La mamá del Rock procaz e insolente POR José Villarroel Yanchapaxi

Hace

veintitres

años, por estas fechas recibí una carta firmada por el “Pájaro” Febres Cordero comunicándome que había merecido el tercer lugar en el concurso de microcuento Enrique Grosse Luemen organizado por el periódico Hoy y Librimundi. El manuscrito, que titulé Sopor Neurológico, describía en una plana la muerte de Víctor Francisco Jaime Orellana, nacido en 1946, más conocido por la people como Pancho Jaime, quien creció en Los Angeles, a donde sus padres se habían trasladado allá por los años cincuenta. Cuenta la leyenda que creció en Los Angeles y volvió al Ecuador, que encontró una maleta de dinero en un basurero, para montarse en Guayaquil un taller mecánico, una revista de rock y tocar con su banda de rock and roll la Texaco Gulf; en Guayaquil abrió los primeros bares de rock y por eso fue conocido como la Mamá del Rock. Su imagen era una mezcla entre la de un hippie y un intelectual de la clase obrera, pues antes de iniciar con su sui generis carrera de periodista había trabajado como lavaplatos, vendedor de periódicos y empleado de limpieza. Recuerdo nítidamente el look de Pancho Jaime: jeans, camiseta blanca, zapatillas y gorra de baseball, lentes redondos, grueso mostacho y una cola de caballo, una suerte de idealización de su estancia en tierras norteamericanas

como veterano de Vietnam y formando parte del movimiento hippie. Pancho Jaime fue varias veces encarcelado en la Penitenciaría. Por sus publicaciones, León Febres Cordero y Jaime Nebot se la tenían jurada y por eso lo persiguieron, le hicieron comer su trenza, le cortaron el pelo, los bigotes, y le hicieron comer uno de sus periódicos. En sus publicaciones utilizaba un lenguaje popular, cotidiano, propio de la coba y la jerga guayaca que algunos entendidos tachan de vulgar, lenguaje con el que fustigó y denunció los vicios y perversiones de la alta sociedad, la corrupción de diputados, militares, policías, jueces, políticos y periodistas de los grandes medios de comunicación, a quienes combatía abiertamente por falsear la verdad al no señalar con nombres y apellidos a quienes eran los atracadores del estado y los violadores de los derechos humanos En una revista impresa en papel barato, Pancho Jaime tildó de Mariquita Pérez al por entonces presidente de la República León Febres Cordero después de lo que sucedió en la base aérea de Taura, y por eso lo mataron en septiembre de 1989 con un disparo a traición en la nuca por un empleado del dueño del Cortijo. Según el economista Diego Delgado: “A Pancho Jaime lo mató la Izquierda Democrática, porque él iba a publicar la copia de

los cheques que utilizarían para la campaña de Rodrigo Borja, dinero proveniente de un narcotraficante”. Pancho Jaime nunca se escondió en el anonimato: su periodismo empírico representa de alguna manera el sentir de la gente de a pie, en él revelaba la cotidiana inconformidad de los ciudadanos, la denuncia sin censura y el cabreo de quienes han sido maltratados por la arrogancia del poder.
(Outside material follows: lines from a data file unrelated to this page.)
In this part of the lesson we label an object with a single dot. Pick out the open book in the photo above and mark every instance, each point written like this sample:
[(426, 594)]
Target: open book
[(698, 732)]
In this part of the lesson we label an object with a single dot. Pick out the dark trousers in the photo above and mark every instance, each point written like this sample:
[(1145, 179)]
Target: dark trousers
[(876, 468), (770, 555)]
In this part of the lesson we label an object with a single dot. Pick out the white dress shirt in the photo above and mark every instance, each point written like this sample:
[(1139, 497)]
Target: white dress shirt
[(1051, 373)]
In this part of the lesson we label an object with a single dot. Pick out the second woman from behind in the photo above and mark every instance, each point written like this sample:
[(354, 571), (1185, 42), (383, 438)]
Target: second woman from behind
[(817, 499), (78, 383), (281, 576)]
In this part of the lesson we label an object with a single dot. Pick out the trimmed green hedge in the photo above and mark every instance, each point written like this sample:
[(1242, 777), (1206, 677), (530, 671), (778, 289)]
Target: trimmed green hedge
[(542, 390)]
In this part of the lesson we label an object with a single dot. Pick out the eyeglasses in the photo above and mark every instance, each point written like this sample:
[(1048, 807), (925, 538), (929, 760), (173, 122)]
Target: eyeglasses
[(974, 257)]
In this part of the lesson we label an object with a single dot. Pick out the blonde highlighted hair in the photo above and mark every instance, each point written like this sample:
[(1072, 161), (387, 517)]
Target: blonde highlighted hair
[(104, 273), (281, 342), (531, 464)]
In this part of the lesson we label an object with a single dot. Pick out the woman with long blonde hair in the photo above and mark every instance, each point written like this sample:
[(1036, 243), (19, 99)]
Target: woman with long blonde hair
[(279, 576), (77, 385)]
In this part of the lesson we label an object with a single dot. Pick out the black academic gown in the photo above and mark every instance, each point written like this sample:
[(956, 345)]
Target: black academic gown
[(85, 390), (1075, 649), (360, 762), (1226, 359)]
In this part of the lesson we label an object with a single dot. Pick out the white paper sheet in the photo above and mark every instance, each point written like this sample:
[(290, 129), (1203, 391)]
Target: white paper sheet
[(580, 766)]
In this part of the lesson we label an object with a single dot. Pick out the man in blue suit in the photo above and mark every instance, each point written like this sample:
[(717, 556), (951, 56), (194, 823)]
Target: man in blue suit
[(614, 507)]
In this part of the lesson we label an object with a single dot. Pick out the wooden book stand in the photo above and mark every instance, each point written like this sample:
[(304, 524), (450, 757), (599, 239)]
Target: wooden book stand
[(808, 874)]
Paradójicamente las revistas de Pancho Jaime eran leídas tanto por la gente de la alta sociedad como por los proletarios; los reos de la Penitenciaría del Litoral lo cuidaban y defendían las veces que los policías del tristemente célebre escuadrón volante lo detenían. Quizá uno de los méritos de Pancho Jaime fuera su grandilocuencia vulgar, su lenguaje, crudo, procaz, obsceno rayando en lo misógino. Fue alguien que se atrevió sin temor a leer la indignación interna de un pueblo a pesar de la represión, a develar la mojigatería y la mentalidad pacata de los tragahostias. “Con estos energúmenos, no paridos por mujer alguna, sino cagados por una mula, León se siente seguro en el poder, porque si alguien le hace la contra, enseguida estos arrastrados hacen el trabajo sucio de eliminarlo, pero conocido es que durante los gobiernos de extrema derecha aparecen los llamados grupos subversivos, con la finalidad de hacer que quienes

tienen el poder en la mano se acuerden del pueblo.” Desde el día que lo asesinaron, como era de esperarse, las altas esferas políticas en contubernio con los empresarios de los canales de radio y televisión pre-

tendieron vincularlo con el hampa guayaquileña, pero Pancho Jaime ya había trascendido y quizás siga publicando su revista en alguna parte del más allá.